Canarias siempre tuvo una gran imagen en el exterior, y la prueba es que durante siglos fue punto de referencia en cualquier lugar de Europa, e incluso de Norteamérica, pues, aparte de las fundaciones tejanas realizadas por canarios, es historia documental que el brindis por la Independencia de los 13 territorios que fueron el embrión de Estados Unidos en 1774 se realizó con vino canario, y así Washington, Jefferson, Adams y los demás padres fundadores bautizaron el nacimiento del imperio que llega hasta hoy con malvasía insular, tal vez porque, anglosajones al fin y al cabo, nuestro vino tenía el prestigio de haber salido en alguna obra de Shakespeare.
Y esa imagen que una vez funcionó y dio renombre a Canarias, puede crearse de nuevo a poco que explotemos algunas claves de nuestro paso remoto o reciente que tienen incidencia en todo el mundo. Y las referencias culturales, históricas o científicas vuelan con apenas un soplo por nuestra parte. Se sobreestima la influencia que tiene ser cuna de personajes universales. Salvo casos muy aislados como el de Stratford por Shakespeare, Figueres por Dalí o Saltzburgo por Mozart, no tienen demasiado valor mediático -y por lo tanto de imagen- los lugares donde vieron la luz primera ilustres personajes. Importa poco si Donizetti nació en Bérgamo o si Picasso es nativo de Málaga, pero sí que interesa el tiempo que Chopin pasó en la villa de Valdemosa, o la aclimatación de Robert Greaves a la isla mallorquina. Lo que más interesa de Kafka no es que naciera en Praga, sino sus visitas a Viena para verse con su amante Milena Yesenka. Y así con casi todos. ¿Qué valor de imagen internacional tienen las villas aragonesas donde nacieron Goya o Buñuel? Por el contrario, sí que se resalta la última etapa de la vida del pintor en Burdeos o los ciclos mexicano y francés del cineasta.

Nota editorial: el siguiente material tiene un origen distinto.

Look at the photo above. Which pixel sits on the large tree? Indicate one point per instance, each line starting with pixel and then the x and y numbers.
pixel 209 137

zzttyyDSCN4183.JPGAunque es sin duda un gran orgullo para nosotros como paisanos suyos que nacieran aquí Manolo Millares, Alfredo Kraus o Pérez Galdós nos sirve de poco, por mucho que se diga que pasearon el nombre de Canarias por el mundo. Eso sólo lo hacen los equipos deportivos cuando llegan a lo más alto con el nombre de una ciudad. Nos dan más imagen exterior los personajes que alguna vez estuvieron en Canarias, aunque sólo sea desde el mar, como le sucedió al naturalista Charles Darwin cuando pasó por las costas de Tenerife en 1831 en su famosa expedición a bordo del Beagle, y no lo dejaron desembarcar por miedo a que en el barco hubiese cólera. También sucedió con Humboldt, cuando recorrió buena parte de Tenerife, o -ya en tiempos recientes y a otro nivel- con la actriz Raquel Welch cuando estuvo en Lanzarote haciendo una película.
Podríamos crear imagen de Canarias, y en este caso desde Gran Canaria, incidiendo en la fructífera estancia del compositor francés Camilo Saint-Säens en nuestra isla, donde incluso inauguró con sus manos el órgano de la iglesia de Guía. O las estancias de Igor Stravinsky en Maspalomas durante sus últimos años (murió en 1971), sin contar las recordadas estancias de nombres tan legendarios como John Huston y Gregory Peck cuando filmaron Moby Dick, de Marcello Mastroianni para rodar Tirma, o la visitas espectaculares de María Callas, sin contar con que en nuestro puerto y nuestra ciudad hicieron parada y fonda docenas de celebridades en la ruta hacia y desde América, como Enrico Carusso, Vaslav Nijinsky, Miguel Ángel Asturias, Pablo Neruda o André Bretón.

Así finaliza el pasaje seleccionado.